Being lonely 'worse than smoking'
Friday, 10 February 2012

Number 10's Behavioural Insight Team said lonliness in old age was one of the most significant lifestyle factors affecting mortality
David Halpern, the director of Number 10's Behavioural Insight Team, said not having someone with whom to share problems was one of the most significant lifestyle factors affecting mortality.
Dubbed the "nudge unit", Mr Halpern's team was set up to develop ways to push people gently into changing behaviour rather than more draconian government interventions.

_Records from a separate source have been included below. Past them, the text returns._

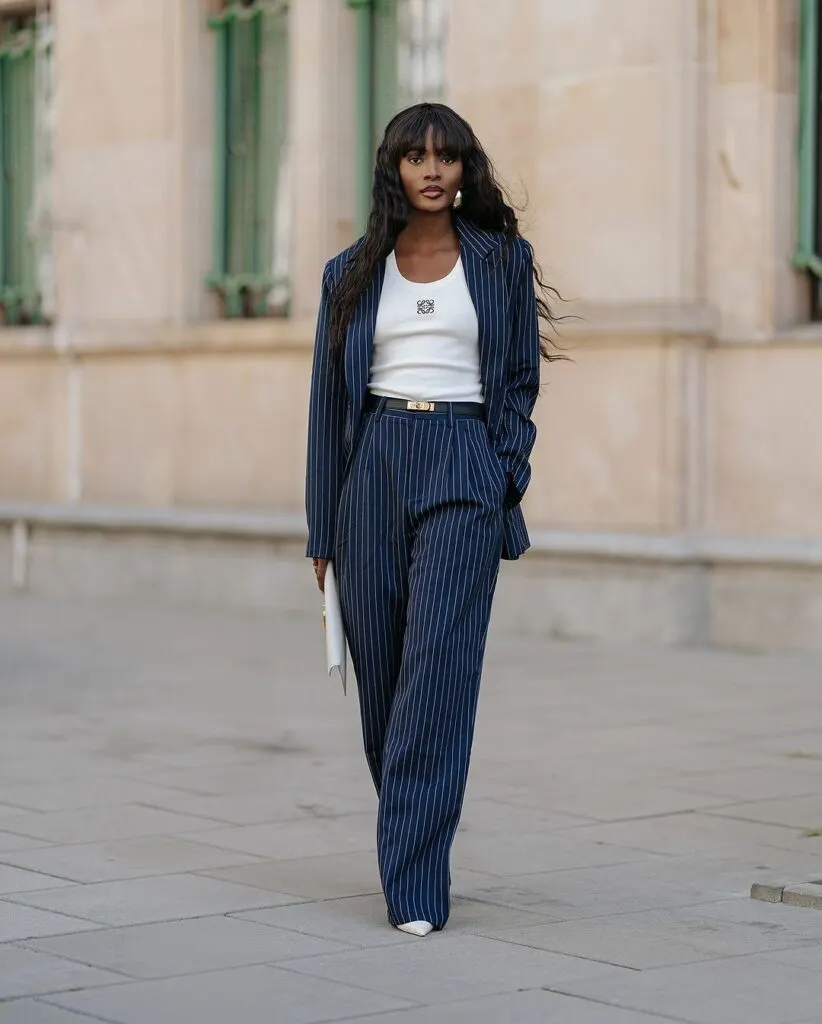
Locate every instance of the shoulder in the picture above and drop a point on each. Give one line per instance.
(518, 262)
(335, 267)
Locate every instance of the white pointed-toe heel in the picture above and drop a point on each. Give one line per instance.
(420, 928)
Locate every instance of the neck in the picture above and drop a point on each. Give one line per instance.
(428, 230)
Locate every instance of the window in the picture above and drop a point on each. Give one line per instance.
(408, 56)
(809, 249)
(252, 211)
(25, 86)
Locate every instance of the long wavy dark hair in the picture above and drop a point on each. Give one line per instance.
(484, 203)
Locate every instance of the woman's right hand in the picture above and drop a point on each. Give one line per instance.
(320, 564)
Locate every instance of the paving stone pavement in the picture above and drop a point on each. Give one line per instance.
(186, 833)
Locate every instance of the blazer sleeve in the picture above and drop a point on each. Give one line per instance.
(326, 426)
(518, 432)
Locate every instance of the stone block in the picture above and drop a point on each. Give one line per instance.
(185, 947)
(767, 893)
(142, 901)
(25, 972)
(807, 895)
(252, 994)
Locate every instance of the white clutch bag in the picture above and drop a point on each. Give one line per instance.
(336, 651)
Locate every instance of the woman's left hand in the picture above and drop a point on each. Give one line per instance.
(320, 564)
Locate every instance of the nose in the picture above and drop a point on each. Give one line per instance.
(432, 168)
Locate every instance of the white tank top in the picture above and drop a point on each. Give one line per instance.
(426, 341)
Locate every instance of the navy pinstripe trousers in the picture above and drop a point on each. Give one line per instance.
(419, 543)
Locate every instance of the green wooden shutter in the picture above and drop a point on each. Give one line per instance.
(19, 295)
(384, 84)
(251, 133)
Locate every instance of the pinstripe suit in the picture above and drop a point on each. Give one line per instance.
(417, 510)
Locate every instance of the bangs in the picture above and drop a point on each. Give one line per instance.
(408, 132)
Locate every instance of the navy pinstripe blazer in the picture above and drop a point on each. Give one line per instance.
(509, 348)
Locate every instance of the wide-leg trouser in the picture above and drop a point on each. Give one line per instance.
(420, 535)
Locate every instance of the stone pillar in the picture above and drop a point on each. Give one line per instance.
(752, 104)
(114, 155)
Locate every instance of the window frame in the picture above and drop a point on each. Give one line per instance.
(246, 290)
(22, 300)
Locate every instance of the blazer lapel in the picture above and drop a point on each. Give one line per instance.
(359, 347)
(486, 287)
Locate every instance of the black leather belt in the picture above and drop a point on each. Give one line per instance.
(475, 410)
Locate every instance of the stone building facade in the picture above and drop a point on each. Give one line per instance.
(150, 442)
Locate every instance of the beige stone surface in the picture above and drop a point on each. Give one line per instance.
(242, 430)
(33, 428)
(208, 429)
(601, 456)
(129, 427)
(764, 441)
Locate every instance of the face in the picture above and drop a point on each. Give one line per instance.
(431, 178)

Mr Halpern was picked by Prime Minister David Cameron as one of six experts joining him at a summit of Nordic and Baltic states, where one topic was how to ensure more workers delayed their retirement.
He told other leaders and experts that a majority of the UK's over-75s considered themselves lonely "all or most of the time".

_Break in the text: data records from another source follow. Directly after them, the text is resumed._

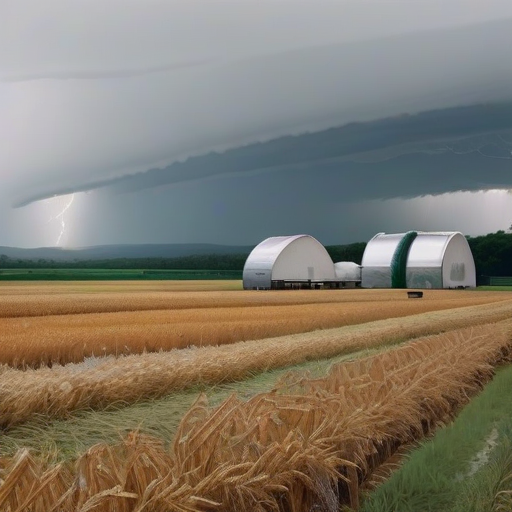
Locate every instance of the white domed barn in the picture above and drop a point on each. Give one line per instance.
(418, 260)
(282, 261)
(349, 273)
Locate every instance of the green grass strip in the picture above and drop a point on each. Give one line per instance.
(60, 440)
(399, 260)
(435, 476)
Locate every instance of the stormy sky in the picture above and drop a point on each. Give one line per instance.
(229, 121)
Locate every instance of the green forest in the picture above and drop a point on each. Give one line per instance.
(492, 254)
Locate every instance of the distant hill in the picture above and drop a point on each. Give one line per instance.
(107, 252)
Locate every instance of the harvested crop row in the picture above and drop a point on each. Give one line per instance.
(48, 340)
(50, 299)
(96, 384)
(279, 451)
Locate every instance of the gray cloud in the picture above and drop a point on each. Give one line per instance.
(113, 128)
(95, 74)
(128, 100)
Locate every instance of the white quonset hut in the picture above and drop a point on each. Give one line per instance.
(282, 261)
(349, 273)
(418, 260)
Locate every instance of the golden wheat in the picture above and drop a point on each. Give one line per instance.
(97, 383)
(148, 322)
(307, 445)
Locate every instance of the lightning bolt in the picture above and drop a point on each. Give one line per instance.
(61, 217)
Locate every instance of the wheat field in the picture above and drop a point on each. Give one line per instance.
(307, 445)
(58, 324)
(99, 382)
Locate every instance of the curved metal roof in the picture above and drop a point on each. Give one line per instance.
(264, 255)
(287, 258)
(435, 259)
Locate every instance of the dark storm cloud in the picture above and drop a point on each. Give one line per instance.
(82, 134)
(457, 149)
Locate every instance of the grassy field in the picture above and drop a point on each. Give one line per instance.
(347, 424)
(458, 470)
(45, 323)
(38, 274)
(292, 439)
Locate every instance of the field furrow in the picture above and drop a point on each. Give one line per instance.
(305, 445)
(97, 383)
(204, 319)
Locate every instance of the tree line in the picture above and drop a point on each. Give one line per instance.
(492, 254)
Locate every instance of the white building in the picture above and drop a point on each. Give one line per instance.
(349, 273)
(418, 260)
(283, 261)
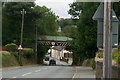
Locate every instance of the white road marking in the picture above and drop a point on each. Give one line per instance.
(27, 74)
(50, 67)
(38, 70)
(45, 68)
(14, 77)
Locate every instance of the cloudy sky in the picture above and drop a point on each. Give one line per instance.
(59, 7)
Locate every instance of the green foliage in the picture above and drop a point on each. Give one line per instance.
(47, 17)
(115, 55)
(8, 59)
(11, 47)
(70, 31)
(84, 44)
(75, 9)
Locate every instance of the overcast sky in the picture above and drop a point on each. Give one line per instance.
(59, 7)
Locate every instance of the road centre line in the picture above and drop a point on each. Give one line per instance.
(38, 70)
(27, 74)
(14, 77)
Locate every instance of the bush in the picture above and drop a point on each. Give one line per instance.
(11, 47)
(115, 55)
(27, 52)
(8, 59)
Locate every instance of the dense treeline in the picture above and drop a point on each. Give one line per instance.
(84, 45)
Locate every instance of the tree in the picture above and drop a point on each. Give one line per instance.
(12, 21)
(75, 9)
(47, 22)
(84, 46)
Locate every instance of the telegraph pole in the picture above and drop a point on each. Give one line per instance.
(23, 12)
(107, 57)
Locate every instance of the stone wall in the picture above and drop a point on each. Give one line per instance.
(99, 71)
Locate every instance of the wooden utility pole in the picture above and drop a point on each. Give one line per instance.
(107, 63)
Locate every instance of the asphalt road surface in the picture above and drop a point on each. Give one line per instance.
(37, 71)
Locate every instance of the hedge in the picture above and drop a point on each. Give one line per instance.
(11, 47)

"Work matters, particularly for older people, not just for money, but absolutely for social contact," he said.
Presenting a graphic setting out specific lifestyle factors, he said: "We know smoking is really bad for you. But much worse are things like social relationships.

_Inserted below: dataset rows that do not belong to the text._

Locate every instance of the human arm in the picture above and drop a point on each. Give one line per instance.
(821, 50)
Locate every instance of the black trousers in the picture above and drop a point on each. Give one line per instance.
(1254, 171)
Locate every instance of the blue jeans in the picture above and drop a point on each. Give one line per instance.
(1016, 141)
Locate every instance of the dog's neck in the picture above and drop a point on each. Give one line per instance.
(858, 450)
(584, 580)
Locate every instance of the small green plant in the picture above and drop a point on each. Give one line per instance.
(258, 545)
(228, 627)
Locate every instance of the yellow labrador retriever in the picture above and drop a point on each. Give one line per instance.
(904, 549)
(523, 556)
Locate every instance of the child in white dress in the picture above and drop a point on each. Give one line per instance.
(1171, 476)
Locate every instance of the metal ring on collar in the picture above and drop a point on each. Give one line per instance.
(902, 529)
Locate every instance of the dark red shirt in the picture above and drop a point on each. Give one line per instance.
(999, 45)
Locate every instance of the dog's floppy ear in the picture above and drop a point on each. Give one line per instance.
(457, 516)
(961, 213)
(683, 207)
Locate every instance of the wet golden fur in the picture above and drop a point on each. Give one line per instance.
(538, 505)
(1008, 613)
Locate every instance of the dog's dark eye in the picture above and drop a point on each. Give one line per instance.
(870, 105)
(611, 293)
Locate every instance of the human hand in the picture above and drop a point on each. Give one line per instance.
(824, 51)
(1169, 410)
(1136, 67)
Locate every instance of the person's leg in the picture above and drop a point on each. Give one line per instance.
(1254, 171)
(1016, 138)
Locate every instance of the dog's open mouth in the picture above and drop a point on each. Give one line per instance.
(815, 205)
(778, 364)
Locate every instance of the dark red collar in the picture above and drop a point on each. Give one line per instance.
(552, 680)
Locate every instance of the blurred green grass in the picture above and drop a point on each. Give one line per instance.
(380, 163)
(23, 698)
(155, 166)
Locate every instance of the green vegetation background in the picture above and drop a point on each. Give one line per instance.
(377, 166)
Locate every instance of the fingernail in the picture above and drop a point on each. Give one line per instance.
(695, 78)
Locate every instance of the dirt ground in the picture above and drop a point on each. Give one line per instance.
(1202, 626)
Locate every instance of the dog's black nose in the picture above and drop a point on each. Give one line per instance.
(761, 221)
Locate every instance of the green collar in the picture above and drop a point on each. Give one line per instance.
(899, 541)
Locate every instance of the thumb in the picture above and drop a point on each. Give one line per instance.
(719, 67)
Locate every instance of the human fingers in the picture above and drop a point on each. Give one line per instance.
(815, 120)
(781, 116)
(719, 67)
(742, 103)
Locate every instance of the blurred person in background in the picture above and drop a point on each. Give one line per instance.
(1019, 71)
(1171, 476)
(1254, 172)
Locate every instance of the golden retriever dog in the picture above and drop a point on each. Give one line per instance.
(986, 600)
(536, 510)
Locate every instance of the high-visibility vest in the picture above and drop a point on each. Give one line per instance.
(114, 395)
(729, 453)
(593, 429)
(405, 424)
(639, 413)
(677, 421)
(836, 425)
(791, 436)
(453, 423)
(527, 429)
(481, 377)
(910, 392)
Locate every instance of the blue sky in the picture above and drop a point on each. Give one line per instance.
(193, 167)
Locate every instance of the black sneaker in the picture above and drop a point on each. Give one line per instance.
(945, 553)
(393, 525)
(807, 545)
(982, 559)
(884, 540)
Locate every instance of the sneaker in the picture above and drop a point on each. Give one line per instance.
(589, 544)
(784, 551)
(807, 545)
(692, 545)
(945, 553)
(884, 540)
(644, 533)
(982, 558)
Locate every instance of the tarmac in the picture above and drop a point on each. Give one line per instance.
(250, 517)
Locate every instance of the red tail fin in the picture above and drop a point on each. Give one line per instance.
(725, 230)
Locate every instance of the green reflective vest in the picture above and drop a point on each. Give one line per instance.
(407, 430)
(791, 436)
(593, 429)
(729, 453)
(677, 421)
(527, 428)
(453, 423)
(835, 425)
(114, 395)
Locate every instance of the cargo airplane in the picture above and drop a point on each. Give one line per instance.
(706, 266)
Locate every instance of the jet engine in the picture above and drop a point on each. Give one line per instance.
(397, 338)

"If you have got someone who loves you, someone you can talk to if you have got a problem, that is a more powerful predictor of whether you will be alive in 10 years' time, more than almost any other actor, certainly more than smoking."
He also suggested the numbers of old people living alone were causing the UK's housing shortage.
"We do have enough houses, it's just essentially they are lived in by older people."